## A great probability inequality

Introductory probability textbooks emphasize the ubiquity of Cauchy-Schwarz inequality in proving other inequalities. Some related inequalities include Holder’s inequality, Young’s inequality, geometric mean arithmetic mean inequality, which ultimately all boil down to Jensen’s inequality. These inequalities form the foundation of analysis. On the other hand, concentration type of inequality tends to exploit the opposite directions. I am not an expert in the latter, despite my paper with W. Xu on a small application thereof. Instead I will expound on a recent problem-solving adventure that illustrates techniques for proving the opposite inequalities. The problem is communicated to me by Xin Zhou.

The inequality in question is $(E|X^2 - E(X^2)|)^2 \le 4 EX^2 var X$. One is tempted to try convexity type of argument initially, but is bound to fail. Instead we want to exploit the extreme points in the space of random variables, i.e., find the worst case $X$ that still satisfies the inequality. First we perform some simplifying reduction: X can be assumed nonnegative, since if we replace X by $|X|$, then left hand side is unchanged whereas the right hand side is non-increasing. Next due to the same scaling properties of both hand sides, we can assume $E X^2 = 1$. Therefore we need to prove $(E|X^2 - 1|)^2 \le 4 var X$, for $X \ge 0$ and $X = |X |$. Clearly the scaling reduction simplifies things a lot.

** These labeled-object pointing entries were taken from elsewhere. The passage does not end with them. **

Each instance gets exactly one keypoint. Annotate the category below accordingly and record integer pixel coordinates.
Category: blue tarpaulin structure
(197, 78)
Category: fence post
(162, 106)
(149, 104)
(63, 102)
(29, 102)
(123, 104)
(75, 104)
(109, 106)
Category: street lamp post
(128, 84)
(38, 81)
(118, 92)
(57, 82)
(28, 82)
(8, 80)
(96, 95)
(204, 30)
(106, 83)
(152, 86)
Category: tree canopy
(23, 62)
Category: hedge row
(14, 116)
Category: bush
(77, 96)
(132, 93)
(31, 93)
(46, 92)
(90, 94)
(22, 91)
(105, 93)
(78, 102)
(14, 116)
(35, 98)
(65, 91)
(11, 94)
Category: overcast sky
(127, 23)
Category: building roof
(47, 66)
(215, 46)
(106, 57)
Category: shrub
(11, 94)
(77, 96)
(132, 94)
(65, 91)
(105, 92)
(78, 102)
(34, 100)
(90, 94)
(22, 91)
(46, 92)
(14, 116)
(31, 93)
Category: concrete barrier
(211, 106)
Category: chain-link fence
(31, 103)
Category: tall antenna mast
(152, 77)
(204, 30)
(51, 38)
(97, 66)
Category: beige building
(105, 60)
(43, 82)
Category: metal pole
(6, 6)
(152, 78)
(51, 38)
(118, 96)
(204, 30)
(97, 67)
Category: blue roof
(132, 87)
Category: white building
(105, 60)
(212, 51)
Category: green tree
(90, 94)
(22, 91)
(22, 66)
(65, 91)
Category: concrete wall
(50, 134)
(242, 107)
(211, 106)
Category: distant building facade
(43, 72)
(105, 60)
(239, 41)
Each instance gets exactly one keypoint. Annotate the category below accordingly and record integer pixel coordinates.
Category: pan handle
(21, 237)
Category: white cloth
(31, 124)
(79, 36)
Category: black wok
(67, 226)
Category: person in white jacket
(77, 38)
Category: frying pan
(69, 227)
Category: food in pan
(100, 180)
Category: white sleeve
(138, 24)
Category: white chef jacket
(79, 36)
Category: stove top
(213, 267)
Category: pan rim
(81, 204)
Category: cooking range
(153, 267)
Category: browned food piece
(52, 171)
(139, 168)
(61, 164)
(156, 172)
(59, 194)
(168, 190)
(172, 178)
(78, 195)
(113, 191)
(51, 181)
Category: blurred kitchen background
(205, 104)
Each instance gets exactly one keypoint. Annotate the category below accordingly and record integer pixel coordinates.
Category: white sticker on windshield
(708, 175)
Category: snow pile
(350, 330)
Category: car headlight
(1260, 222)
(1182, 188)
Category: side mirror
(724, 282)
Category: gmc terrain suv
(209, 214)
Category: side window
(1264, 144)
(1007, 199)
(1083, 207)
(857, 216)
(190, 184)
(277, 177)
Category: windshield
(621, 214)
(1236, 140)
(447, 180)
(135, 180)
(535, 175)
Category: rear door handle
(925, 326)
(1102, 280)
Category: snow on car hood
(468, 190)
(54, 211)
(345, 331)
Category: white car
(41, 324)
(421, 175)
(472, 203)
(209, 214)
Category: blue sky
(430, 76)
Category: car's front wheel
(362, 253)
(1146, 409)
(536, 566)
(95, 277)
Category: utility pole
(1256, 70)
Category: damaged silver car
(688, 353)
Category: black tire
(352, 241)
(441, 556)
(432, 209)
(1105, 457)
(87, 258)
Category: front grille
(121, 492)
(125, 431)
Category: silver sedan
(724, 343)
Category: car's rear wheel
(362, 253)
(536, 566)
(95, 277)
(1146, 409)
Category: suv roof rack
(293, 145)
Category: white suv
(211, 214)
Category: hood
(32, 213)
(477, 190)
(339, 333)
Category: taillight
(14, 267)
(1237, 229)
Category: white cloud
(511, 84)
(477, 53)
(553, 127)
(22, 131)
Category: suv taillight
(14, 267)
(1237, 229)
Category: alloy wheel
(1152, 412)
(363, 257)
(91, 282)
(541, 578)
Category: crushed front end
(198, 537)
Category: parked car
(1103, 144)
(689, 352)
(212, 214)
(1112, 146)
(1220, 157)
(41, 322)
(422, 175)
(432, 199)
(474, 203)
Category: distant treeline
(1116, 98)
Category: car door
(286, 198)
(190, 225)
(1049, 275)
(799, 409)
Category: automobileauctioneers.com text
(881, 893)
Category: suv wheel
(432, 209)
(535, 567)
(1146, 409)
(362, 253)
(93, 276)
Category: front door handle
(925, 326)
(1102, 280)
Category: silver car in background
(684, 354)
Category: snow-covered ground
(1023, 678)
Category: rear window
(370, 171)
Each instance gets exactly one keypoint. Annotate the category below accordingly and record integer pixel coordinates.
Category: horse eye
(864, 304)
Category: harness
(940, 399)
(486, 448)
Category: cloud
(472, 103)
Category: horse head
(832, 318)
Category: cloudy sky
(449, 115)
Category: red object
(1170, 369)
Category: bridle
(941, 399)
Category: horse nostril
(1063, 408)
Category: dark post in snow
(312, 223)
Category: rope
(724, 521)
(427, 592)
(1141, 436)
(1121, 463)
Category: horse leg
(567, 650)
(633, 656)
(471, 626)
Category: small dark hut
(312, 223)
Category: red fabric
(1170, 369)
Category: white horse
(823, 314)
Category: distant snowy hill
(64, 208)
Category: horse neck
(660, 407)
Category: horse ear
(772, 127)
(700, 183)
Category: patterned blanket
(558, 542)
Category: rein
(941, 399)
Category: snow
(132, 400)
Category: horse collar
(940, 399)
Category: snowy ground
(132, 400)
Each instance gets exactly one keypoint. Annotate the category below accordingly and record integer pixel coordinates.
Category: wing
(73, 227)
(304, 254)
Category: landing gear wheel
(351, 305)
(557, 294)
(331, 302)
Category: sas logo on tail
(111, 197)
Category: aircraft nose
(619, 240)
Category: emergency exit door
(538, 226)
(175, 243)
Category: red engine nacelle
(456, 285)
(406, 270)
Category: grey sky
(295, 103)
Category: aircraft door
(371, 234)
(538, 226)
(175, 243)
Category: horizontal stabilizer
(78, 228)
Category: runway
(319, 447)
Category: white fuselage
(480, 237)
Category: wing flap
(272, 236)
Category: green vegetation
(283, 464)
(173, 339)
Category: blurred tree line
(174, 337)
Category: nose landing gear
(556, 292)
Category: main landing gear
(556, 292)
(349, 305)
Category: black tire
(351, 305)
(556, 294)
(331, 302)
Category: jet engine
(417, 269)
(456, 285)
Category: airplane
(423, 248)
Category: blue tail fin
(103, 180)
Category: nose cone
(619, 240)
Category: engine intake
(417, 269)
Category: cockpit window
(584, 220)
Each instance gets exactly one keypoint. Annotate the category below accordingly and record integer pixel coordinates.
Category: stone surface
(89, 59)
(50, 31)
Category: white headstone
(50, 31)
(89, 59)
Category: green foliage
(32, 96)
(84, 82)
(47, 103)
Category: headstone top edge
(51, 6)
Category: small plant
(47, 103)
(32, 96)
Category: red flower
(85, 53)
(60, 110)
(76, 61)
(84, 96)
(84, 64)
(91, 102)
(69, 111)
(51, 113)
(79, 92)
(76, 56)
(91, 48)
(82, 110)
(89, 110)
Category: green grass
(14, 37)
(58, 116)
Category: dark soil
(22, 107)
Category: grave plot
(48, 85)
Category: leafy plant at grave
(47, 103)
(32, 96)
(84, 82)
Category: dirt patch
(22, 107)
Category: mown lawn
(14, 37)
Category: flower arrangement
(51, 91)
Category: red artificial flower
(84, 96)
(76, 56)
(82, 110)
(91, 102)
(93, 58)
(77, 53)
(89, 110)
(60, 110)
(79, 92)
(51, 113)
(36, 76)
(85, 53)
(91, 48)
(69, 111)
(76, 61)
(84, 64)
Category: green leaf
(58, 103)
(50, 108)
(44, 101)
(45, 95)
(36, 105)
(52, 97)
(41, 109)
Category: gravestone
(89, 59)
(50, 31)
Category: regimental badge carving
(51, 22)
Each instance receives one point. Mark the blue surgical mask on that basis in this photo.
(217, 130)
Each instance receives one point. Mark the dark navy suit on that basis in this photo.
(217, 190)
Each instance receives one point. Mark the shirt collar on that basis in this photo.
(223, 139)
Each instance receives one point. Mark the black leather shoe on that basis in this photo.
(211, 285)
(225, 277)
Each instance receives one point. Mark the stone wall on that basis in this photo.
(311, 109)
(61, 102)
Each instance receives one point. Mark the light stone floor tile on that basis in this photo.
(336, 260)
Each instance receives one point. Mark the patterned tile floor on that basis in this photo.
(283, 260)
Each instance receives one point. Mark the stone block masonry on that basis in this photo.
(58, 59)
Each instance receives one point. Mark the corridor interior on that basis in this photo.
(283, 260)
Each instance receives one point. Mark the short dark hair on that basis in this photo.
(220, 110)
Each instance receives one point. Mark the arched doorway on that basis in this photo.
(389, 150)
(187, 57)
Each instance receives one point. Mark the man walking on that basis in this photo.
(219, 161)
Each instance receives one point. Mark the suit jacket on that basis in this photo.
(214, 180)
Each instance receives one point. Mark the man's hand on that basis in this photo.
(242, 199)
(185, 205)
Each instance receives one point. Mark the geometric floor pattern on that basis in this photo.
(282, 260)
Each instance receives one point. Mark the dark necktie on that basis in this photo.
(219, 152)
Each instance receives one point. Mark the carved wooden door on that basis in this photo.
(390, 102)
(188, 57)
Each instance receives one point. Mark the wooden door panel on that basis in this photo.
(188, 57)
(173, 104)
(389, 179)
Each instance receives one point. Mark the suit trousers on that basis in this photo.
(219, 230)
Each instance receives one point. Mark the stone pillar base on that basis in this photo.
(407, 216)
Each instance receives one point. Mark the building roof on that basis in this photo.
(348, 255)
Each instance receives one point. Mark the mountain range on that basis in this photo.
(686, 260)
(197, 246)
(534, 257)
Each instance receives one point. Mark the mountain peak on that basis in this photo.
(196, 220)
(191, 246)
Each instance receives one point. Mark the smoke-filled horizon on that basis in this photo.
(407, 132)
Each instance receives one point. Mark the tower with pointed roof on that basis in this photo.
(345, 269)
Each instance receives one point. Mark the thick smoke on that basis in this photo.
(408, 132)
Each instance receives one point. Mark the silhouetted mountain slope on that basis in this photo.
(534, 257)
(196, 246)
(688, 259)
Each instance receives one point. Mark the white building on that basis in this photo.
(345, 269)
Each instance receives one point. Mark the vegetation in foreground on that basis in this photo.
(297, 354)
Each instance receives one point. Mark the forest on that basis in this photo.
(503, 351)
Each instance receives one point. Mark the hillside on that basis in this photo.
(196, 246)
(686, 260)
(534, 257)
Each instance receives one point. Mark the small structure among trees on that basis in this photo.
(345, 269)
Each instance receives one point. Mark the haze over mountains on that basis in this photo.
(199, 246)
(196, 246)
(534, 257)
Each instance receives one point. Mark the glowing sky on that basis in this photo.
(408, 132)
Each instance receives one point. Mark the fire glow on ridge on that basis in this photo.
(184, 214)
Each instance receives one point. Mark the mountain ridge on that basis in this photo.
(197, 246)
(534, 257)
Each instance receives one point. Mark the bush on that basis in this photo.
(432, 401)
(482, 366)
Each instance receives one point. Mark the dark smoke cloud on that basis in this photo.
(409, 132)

Now we write $var X = E X^2 - \mu^2 = 1-\mu^2$, where $\mu = E X \in (0,1]$. Thus if we condition on $\mu$, the right hand side is completely deterministic. Now let $Y_> = Y 1_{Y > 1}$ and $Y_\le = Y 1_{Y \le 1}$, so that $Y = Y_> + Y_\le$. Now we want to show that the worst case scenario $X$ satisfies $p(X \in (0,1)) = 0$. That is, $X$ is either $0$ or bigger than or equal to $1$. We show this by showing that any nonnegative variable $X$ can be reduced to such a form, preserving first and second moments, and in such a way that $E |X^2 - 1|$ is non-decreasing.  The obvious thing to try is first to multiply $X$ by the indicator $1_{X \ge 1}$. Then we need to compensate for the shrinkage of first and second moments by modifying the part of $X$ that’s $\ge 1$. If we attempt a naive constant value $h$, then we run out of degrees of freedom when trying to match both first and second moments, since the probability $p = p(X \ge 1)$ is pre-fixed. Therefore we need to augment the probability space if necessary and make the part of $X$ that’s $\ge 1$ two-piece constant, that is, $X \in \{h_1,h_2\}$ with probabilities $p_1, p_2$ respectively, where $h_1, h_2 \ge 1$, and $p_1 + p_2 = p$. This is guaranteed to work, since $E X^2 \ge E X$ by Jensen. The augmentation of probability space to accommodate the two-piece function might seem like ugly hack, but I don’t see another easy way around as of today.

Lastly why does this make $E | X^2 - 1|$ non-decreasing? Essentially we are looking at $E|Y - 1|$ given $EY =1$ and $Y \ge 0$. Clearly by “pushing” the part of $Y$ between $0$ and $1$ to $0$, and add the scrapped mass to the part above or equal $1$, we preserve 2nd moment and increase $E|X^2 -1|$. And the augmentation hack from previous paragraph essentially says by adding the mass tactfully, we can preserve first moment also. Having established a canonically worst case form random variable, it’s easy to check that they satisfy our objective inequality. Hence we are done.